The R3 diesel locomotive pulls out of the Alberni Pacific Railway roundhouse in July 2018, preparing to take tourists from the train station in Port Alberni out to McLean Mill National Historic Site. SUSAN QUINN PHOTO

Port Alberni’s tourist train will return for summer 2020

City council earmarks funding for shortened route during latest budget meeting

The City of Port Alberni is hoping to bring back its tourist train for shortened runs this summer.

During a budget meeting on Tuesday, March 10, city council proposed putting $97,800 in the 2020 budget so that the train can run 34 times over 10 days this summer on a shortened track from Argyle Street to Stamp Avenue. This price tag also includes funding for insurance, repairs and track maintenance.

The funding will come from some unspent expenditures carried over from 2019. City CAO Tim Pley explained on Tuesday that city staff had discovered a surplus of $183,948, resulting from unused contingency funds in 2019.

The Western Vancouver Island Industrial Heritage Society (WVIHS), which operates the railway, had provided three funding options to get the train back on track. The first and most expensive option (at $170,732) would pay for 162 runs on the shortened track, while the third and least expensive option ($30,000) would only cover track repairs.

READ MORE: WVIHS rolls out five-year plan for Port Alberni heritage train

Council opted for the second option, with Councillor Helen Poon noting that 162 runs seemed “optimistic” for this season.

“If we can get any train on the track this year, it’s a good thing for us,” she said. “We’ll build momentum for future years.”

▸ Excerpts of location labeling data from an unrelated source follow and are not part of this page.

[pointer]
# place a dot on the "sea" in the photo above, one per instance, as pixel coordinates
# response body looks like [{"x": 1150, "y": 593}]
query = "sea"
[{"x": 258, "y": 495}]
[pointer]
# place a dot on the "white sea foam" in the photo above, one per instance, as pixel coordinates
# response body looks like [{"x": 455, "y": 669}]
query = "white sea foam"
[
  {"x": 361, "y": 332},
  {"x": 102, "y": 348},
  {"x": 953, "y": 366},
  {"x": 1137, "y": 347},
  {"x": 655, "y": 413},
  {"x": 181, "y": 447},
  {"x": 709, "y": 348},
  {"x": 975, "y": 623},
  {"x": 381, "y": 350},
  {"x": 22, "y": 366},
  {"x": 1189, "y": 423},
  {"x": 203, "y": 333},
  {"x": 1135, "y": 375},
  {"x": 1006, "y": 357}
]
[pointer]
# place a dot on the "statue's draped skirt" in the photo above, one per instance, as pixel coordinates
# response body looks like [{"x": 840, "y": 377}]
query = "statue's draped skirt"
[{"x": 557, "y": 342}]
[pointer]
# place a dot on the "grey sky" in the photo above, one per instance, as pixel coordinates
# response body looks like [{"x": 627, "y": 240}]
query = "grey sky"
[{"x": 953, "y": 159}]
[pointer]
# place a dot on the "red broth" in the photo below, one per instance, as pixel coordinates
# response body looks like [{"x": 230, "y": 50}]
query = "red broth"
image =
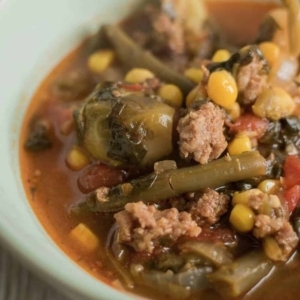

WVIHS director Ken Rutherford said that the city’s 1929 Baldwin steam engine is still undergoing repairs, but didn’t know when these repairs would be completed. A static pressure test on the boiler was scheduled for this week.

“We can run with the small diesel locomotive until the steam engine is up and running,” said Burt Simpson, another WVIHS member.

The WVIHS envisions a ridership of around 4,000 people this summer, with lower ticket prices, but Mayor Sharie Minions was concerned that the WVIHS would not be able to get enough riders to meet its expected revenue.

Rutherford admitted that the WVIHS’s budget was largely based on “educated guesses,” but added that the society would look at holding special events (like Beaufort Gang train robberies) to try and attract ridership.

On Tuesday, city council also proposed putting $76,390 into this year’s budget (from the same surplus) for a Day Care Space Creation. Up to $4 million in grant funding is available from the provincial government, but in order to apply for the grant, the city needs to retain contractors to develop a project plan. The $76,390 would cover this cost.

Councillor Ron Corbeil suggested that the Alberni-Clayoquot Regional District (ACRD) could contribute to this grant application.

Minions agreed, but pointed out that the ACRD’s budget talks are “well underway.” The grant application, she added, is time sensitive.

READ MORE: Child care sector feels the squeeze in Alberni-Clayoquot Regional District

“We have one child care space in the community for every six kids in need of child care,” said Minions. “We are in a pretty dire situation in the community and I think that’s only going to continue to get worse.”

The two proposals from Tuesday’s budget meeting will be brought forward to the city’s next regular meeting of council (March 23) for a final decision.